Monday, March 28, 2011

On Dirty Laundry

 
 

Sent to you by moya via Google Reader:

 
 

via Black Youth Project by Summer M. on 3/28/11

I swear I'll stop writing about Jalen Rose and The Fab Five after this week.  I promise.  I did, however, want to beat this dead horse one more good time take a moment to make a request of my (s)kinfolk.

What follows is a clip of ESPN's Chris Broussard discussing the Jalen Rose/Grant Hill issue on First Take.  What I'm mostly concerned with begins around minute 1:55.

Now, I have a lot of respect for Broussard.  I think he's a great NBA reporter.  I follow him on Twitter and read his articles especially around the trade deadline and free agent season.  However, this bit of commentary here made me stare at my computer with WTF-face.  It was as if Broussard wanted to cram everything Baines taught Malcolm into one tv segment.  That's not my point--or my beef.  What is, though, is very simply outlined below:

Dear Black People (especially those charged with explaining black people to the cable tv masses):

Can we retire the phrase "dirty laundry" from our vocabularies, like, now?  Please?

Love, me

No, seriously.  Can this just, um, stop?  Does the NAACP have a word/phrase burial application I can complete to make this happen?

Although he doesn't explain exactly what he means, I think Broussard employs the phrase to describe the class tension inherent in the discussion about Rose and Hill.  And, well, I think that's kind of ridiculous.  Broussard, however, isn't the only one to do this.  Anytime black folk start acting out in places where white folk can see, someone is bound to talk about "airing dirty laundry."  And that needs to stop.
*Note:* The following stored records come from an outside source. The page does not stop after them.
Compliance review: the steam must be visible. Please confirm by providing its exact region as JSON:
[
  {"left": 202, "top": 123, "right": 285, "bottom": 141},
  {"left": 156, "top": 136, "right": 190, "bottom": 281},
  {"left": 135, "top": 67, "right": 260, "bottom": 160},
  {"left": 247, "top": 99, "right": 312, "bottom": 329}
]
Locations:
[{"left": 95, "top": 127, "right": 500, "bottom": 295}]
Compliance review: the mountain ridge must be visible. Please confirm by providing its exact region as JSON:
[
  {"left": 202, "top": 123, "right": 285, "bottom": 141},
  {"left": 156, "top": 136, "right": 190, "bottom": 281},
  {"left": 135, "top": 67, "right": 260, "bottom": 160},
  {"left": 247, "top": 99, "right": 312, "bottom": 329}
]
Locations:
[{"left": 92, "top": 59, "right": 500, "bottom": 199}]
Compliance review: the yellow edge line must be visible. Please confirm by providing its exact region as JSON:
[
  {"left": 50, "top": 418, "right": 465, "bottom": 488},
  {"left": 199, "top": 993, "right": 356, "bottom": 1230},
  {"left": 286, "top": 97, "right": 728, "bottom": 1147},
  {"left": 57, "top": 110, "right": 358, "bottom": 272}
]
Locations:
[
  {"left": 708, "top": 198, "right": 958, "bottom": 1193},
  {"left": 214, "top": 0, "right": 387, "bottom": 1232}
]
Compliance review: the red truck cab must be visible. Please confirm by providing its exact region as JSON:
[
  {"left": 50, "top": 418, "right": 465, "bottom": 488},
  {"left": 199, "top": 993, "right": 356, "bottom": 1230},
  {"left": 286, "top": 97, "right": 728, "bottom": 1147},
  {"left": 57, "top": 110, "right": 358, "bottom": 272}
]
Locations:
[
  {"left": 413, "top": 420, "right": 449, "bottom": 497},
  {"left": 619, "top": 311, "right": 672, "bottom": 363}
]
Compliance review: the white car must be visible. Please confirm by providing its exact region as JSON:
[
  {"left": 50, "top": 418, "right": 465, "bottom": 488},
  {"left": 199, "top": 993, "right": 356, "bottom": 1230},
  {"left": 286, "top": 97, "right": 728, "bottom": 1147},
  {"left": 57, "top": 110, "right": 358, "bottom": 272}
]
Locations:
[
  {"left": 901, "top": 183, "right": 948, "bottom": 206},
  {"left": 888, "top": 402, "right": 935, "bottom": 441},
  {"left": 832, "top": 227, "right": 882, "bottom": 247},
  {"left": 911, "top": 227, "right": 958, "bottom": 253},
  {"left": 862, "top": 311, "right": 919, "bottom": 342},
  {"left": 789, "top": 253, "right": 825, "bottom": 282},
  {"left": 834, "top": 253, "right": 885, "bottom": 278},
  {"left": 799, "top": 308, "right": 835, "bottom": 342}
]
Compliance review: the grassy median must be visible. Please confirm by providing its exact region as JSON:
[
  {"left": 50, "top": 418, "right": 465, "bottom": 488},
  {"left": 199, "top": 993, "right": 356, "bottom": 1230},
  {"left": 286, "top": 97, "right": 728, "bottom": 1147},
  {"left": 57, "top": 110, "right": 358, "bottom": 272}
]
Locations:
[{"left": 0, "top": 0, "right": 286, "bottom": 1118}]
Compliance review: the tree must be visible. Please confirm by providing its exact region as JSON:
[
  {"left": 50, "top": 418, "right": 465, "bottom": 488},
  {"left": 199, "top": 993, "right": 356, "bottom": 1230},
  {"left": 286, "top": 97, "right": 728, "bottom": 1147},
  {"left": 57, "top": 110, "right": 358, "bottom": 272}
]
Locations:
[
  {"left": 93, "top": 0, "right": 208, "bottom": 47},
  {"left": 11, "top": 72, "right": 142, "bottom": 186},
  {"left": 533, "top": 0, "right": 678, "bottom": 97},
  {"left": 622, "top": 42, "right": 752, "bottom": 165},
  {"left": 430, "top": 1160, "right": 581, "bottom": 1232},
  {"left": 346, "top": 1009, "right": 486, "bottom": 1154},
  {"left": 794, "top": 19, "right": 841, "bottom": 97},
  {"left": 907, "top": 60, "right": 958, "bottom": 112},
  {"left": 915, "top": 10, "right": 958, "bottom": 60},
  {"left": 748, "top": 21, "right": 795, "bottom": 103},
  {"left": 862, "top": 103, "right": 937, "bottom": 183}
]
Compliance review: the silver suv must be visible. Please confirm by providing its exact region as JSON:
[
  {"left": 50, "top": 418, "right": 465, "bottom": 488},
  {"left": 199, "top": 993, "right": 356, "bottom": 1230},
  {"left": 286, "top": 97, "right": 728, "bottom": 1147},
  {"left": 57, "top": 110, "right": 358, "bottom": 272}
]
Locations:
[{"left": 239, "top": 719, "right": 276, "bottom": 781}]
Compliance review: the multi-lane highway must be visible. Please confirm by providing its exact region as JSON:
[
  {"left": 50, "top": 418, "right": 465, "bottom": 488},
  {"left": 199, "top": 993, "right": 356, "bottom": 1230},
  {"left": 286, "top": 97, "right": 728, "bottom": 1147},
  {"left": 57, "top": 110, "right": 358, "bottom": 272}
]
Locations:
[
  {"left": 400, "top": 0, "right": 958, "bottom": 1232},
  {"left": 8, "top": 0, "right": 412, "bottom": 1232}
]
  1. Black people's laundry is no dirtier than anyone else's.  Don't believe me?  Watch an episode of Dateline.  Or last season of Intervention.
  2. Making a claim that allows for discussion about certain tensions between black people at large is not the same as putting your business out on front street.
  3. To that last point, such discussions inevitably show that black people are not monolithic.  Rather, it proves that black people look like Jalen Rose and Grant Hill and the Huxtables and the Evanses and everything in between.  If such laundry is not aired, if you will, the prevailing, stereotypical images that Broussard finds so frustrating continue to monopolize public images of blackness.  And the opinions about authentic blackness that Broussard focuses on are never disrupted.
  4. In my mind, "dirty laundry" is a euphemism for "making a fool of yourself/us in front of white people."  And that is rooted in this impulse to appear respectable--yes, that's the word of the week again--in front of company, as if such excellent behavior would be rewarded with things like, I dunno, voting rights or a decent grocery store in the 'hood.  Frankly, how irrational is that?  Black people disagreeing amongst each other or revealing that they don't all think the same way or have the same experiences or even like each other is not a bad thing.  Nor should such exercises be implicitly discouraged because it opens black people to judgment by some invisible jury whose power we should have stopped believing in long ago.  Further, it makes no sense to me to suggest that class tension is some secret of blackness that should not be discussed in mixed company.  It's class tension, not the solution to next week's Soul Train scramble board.

Two more random things:

Shout out to VCU!

Other than the fact that his blonde hair means that I will be referring to him as Chrisqo, I have nothing to say about Chris Brown.